Altogether, ICHS’s patients speak nearly 50 languages, and for almost two-thirds, English is not their preferred language. ICHS uses trained medical interpreters to communicate with its patients about hypertension, including medication adherence, diet, and exercise.
“The interpreters not only literally translate words, but they also understand the cultural context,” said Dr. Sutphen. “Maybe there’s a term that’s more commonly used in Cantonese that doesn’t translate exactly from English. The interpreters know how to get that message across.”
Used multidisciplinary health teams and quality measures
ICHS uses a team approach to caring for patients, which includes doctors, physician assistants, nurses, nurse practitioners, medical assistants, and, in many cases, dietitians, clinical pharmacists, and health educators. Members of the team review patient charts and brainstorm ways to better control hypertension. This helps identify patients who might need an interpreter, preventive services, or other support.
Many patients need help learning how to adhere to their medicines. Dr. Sutphen noted that a patient may be less likely to continue taking a medicine if its positive effects are not as easily noticed by the patient as its negative side effects are. Each team member, from the prescribing doctor to the pharmacist handing the patient medicine, talks to the patient about the importance of regularly taking his or her antihypertensive medication.
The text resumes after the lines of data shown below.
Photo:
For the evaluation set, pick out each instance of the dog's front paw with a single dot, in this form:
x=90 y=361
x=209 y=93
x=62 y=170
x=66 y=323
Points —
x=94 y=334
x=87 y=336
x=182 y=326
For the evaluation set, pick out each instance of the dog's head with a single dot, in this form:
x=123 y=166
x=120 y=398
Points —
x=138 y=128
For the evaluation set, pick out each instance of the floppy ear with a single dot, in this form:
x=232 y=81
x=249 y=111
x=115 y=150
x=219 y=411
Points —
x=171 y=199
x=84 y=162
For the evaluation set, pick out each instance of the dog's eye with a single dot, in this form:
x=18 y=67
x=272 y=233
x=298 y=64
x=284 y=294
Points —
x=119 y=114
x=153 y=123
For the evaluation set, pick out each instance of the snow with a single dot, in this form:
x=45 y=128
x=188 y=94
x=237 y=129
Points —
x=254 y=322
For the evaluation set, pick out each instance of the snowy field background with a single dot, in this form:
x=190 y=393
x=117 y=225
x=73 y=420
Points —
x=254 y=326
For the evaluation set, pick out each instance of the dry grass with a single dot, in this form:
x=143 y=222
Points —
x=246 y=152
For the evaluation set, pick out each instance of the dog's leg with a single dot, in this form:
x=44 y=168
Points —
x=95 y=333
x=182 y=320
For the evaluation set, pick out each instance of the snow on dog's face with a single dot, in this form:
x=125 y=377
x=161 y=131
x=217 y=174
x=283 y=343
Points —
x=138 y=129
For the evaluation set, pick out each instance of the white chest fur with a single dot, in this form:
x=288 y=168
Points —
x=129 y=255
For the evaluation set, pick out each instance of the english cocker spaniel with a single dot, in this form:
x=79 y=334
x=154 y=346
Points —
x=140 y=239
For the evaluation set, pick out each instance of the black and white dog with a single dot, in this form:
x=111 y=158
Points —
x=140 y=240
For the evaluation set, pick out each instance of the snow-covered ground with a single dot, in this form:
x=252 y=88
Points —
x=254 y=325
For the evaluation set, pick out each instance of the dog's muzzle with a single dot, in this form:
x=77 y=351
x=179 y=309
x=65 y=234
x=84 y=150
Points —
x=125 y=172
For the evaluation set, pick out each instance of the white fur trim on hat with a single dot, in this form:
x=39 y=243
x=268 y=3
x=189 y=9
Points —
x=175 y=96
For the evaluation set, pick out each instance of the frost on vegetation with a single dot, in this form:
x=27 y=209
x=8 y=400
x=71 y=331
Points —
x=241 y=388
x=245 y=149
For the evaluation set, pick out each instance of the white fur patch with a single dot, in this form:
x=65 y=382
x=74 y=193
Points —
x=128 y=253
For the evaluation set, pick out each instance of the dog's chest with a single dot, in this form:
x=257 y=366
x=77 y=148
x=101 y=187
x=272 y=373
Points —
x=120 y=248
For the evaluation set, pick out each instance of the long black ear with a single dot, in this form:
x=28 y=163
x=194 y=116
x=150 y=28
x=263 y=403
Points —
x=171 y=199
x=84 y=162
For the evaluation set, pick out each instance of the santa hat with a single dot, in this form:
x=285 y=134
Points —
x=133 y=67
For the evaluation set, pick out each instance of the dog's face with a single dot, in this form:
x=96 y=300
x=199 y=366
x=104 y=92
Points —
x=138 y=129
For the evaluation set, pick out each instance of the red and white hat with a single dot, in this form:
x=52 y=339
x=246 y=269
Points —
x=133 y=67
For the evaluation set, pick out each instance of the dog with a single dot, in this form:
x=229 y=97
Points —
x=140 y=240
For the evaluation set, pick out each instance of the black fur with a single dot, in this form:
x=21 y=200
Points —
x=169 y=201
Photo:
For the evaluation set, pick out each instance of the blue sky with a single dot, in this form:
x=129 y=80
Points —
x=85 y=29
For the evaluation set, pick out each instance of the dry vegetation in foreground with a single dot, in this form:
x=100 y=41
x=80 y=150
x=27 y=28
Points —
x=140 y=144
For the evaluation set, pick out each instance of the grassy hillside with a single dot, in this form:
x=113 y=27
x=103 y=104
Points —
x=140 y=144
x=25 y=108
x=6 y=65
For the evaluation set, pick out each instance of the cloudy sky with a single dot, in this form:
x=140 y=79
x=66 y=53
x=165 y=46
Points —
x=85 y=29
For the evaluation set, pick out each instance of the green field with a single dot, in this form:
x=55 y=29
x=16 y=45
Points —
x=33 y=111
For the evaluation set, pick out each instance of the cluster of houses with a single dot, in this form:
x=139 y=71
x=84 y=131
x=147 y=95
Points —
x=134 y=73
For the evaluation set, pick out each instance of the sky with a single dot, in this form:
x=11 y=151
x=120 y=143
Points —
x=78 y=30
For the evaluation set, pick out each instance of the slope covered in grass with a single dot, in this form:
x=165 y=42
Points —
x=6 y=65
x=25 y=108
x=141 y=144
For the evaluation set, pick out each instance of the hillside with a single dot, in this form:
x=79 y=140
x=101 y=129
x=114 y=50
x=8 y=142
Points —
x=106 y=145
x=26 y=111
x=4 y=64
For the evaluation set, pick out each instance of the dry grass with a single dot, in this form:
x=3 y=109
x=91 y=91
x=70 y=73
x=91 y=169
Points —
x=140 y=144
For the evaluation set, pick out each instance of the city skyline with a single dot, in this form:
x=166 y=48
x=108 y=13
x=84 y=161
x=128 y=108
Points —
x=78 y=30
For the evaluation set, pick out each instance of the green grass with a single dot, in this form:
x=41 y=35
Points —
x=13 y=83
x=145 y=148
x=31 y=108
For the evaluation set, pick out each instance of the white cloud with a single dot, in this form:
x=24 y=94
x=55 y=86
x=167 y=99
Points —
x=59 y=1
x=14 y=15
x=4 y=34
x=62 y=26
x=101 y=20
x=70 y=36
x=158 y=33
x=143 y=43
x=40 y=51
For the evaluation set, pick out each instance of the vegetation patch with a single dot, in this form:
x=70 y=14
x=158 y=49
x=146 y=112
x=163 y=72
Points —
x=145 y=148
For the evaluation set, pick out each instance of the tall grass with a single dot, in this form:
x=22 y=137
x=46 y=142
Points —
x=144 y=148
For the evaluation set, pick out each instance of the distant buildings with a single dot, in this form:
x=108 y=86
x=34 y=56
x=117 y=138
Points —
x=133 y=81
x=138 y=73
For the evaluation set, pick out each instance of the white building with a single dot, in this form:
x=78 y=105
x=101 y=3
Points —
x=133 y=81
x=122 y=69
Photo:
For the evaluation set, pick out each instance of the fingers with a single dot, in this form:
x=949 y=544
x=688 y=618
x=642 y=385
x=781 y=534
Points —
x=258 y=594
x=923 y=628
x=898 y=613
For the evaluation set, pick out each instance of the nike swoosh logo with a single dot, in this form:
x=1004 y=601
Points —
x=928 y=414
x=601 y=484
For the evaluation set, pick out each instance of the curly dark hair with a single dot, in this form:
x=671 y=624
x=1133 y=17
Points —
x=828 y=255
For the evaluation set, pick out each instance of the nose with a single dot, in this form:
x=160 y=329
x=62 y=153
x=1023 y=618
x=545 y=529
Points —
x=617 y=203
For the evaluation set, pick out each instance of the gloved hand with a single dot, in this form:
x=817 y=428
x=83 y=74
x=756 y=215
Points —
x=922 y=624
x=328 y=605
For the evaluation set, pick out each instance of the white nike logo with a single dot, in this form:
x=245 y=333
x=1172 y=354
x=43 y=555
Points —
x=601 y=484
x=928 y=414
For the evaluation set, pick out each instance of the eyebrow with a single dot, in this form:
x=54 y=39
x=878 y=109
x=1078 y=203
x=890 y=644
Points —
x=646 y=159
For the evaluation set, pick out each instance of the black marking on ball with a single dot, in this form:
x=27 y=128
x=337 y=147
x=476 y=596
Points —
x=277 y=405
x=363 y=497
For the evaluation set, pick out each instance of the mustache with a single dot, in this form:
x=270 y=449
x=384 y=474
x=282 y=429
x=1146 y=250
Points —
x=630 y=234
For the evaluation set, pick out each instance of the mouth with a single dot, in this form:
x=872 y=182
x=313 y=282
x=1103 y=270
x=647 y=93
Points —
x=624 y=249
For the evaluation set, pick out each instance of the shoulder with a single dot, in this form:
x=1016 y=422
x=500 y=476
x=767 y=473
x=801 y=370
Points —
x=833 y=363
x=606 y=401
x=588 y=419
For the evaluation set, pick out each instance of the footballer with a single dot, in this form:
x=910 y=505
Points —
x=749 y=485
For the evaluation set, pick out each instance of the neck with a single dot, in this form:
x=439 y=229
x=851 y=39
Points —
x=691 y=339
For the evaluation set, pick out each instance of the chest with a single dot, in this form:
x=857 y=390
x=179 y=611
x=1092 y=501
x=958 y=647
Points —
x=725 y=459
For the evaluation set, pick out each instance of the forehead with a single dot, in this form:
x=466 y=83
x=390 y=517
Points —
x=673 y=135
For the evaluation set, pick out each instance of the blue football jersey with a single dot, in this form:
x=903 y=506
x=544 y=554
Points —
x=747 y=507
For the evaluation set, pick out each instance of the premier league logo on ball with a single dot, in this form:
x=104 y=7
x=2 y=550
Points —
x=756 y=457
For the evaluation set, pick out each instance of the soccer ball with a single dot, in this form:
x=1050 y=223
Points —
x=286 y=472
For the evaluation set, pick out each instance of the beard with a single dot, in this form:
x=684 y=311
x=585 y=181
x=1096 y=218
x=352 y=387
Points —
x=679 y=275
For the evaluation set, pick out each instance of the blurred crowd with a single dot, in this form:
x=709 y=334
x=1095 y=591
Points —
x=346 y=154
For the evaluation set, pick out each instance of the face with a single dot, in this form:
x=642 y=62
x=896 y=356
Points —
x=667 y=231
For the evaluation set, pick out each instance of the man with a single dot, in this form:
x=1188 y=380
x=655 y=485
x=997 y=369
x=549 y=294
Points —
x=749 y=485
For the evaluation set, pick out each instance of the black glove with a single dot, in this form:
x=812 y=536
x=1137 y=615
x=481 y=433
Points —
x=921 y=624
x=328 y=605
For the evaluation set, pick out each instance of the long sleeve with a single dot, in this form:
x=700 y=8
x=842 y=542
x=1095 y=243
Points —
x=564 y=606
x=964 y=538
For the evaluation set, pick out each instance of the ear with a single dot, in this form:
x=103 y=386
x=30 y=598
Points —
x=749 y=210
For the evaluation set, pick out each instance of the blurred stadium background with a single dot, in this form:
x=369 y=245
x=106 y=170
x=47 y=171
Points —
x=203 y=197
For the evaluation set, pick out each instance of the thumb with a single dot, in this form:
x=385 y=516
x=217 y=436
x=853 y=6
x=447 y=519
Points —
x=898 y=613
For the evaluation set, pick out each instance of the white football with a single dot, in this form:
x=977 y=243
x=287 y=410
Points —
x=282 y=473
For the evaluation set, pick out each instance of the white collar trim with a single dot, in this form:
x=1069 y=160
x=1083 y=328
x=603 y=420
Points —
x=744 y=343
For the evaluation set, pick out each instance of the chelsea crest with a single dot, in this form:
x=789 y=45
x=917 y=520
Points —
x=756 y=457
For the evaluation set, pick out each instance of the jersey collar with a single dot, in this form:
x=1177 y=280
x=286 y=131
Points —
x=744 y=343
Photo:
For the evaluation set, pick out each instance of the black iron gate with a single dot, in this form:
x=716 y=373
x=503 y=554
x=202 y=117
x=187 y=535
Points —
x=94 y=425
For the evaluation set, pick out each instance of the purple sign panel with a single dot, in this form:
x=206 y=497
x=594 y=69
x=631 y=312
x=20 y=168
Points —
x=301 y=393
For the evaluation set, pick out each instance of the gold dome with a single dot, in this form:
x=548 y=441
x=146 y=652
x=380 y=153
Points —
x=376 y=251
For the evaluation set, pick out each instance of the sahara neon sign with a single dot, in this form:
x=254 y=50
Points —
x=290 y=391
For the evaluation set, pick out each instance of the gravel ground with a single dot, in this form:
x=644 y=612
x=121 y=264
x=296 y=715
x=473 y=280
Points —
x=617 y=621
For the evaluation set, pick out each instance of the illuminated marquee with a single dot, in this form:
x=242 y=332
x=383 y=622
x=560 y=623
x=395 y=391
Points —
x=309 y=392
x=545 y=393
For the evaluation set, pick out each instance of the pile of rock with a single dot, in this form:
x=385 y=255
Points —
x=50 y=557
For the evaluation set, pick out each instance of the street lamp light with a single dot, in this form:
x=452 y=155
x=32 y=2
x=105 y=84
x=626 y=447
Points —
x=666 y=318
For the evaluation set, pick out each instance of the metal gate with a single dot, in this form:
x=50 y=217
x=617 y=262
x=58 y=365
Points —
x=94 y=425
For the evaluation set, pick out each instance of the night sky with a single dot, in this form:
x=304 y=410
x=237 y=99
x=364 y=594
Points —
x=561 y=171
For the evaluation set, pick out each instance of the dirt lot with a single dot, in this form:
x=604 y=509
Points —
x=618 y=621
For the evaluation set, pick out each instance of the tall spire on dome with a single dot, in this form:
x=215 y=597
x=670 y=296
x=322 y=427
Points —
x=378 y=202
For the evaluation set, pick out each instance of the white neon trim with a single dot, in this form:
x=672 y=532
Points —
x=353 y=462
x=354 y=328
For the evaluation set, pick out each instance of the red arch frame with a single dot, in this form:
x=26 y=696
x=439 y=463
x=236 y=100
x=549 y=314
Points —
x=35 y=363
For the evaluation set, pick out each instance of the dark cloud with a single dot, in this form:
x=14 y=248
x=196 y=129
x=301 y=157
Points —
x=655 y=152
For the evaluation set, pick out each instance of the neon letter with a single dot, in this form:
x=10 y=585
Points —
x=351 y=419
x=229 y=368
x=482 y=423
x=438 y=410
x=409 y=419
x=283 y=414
Each month, ICHS provides health care teams and departments with score cards that show where the teams stand in terms of patient blood pressure control. Members of the teams can receive financial incentives for demonstrating excellence in hypertension control.
“[Score cards] are a great way to provide feedback,” Dr. Sutphen said. “We try to do it in a timely manner, because that’s the best way to get improvements in performance.”
Delivered individualized and culturally appropriate care
ICHS recognizes that controlling high blood pressure requires different approaches for each patient. For some patients, that means discussing diet changes with a nutritionist.
“Sometimes we encourage the patient to bring in whoever is the cook, whoever buys the food, and have a family discussion about healthy eating. That’s been very successful,” said Dr. Sutphen.
It helps that many of ICHS’s staff come from the communities they serve. “Our dietitians may know, for example, a specific grocery store in the neighborhood,” Dr. Sutphen said. “They understand some of the specific foods that are commonly used in different cultures, and they will cater their recommendations to the cultural background of a patient or family.”
Other patients, especially those coming from other countries, might need support from health educators to understand the health care system in the United States. “It’s not only about a patient’s own individual health but [also about] helping them navigate health care insurance and services,” said Dr. Sutphen.
Dr. Sutphen pointed out that nearly 20% of ICHS patients are age 65 or older. ICHS works with patients in assisted living facilities and adult day cares in the neighborhood to find ways to better control hypertension in those settings. Older patients likely take multiple medications, so pharmacists pay close attention to potential drug interactions.
Advice for Others
Although ICHS serves specific communities in the Seattle area, Dr. Sutphen believes its multidisciplinary, community-based, and individualized approach is translatable to health organizations across the country.
“You really have to [meet] patients where they are, whether that’s cultural, whether that has to do with language, or whether that has to do with willingness to change a lifestyle,” said Dr. Sutphen. “We go a long way toward the patient, and they come toward us, and we meet in the middle.”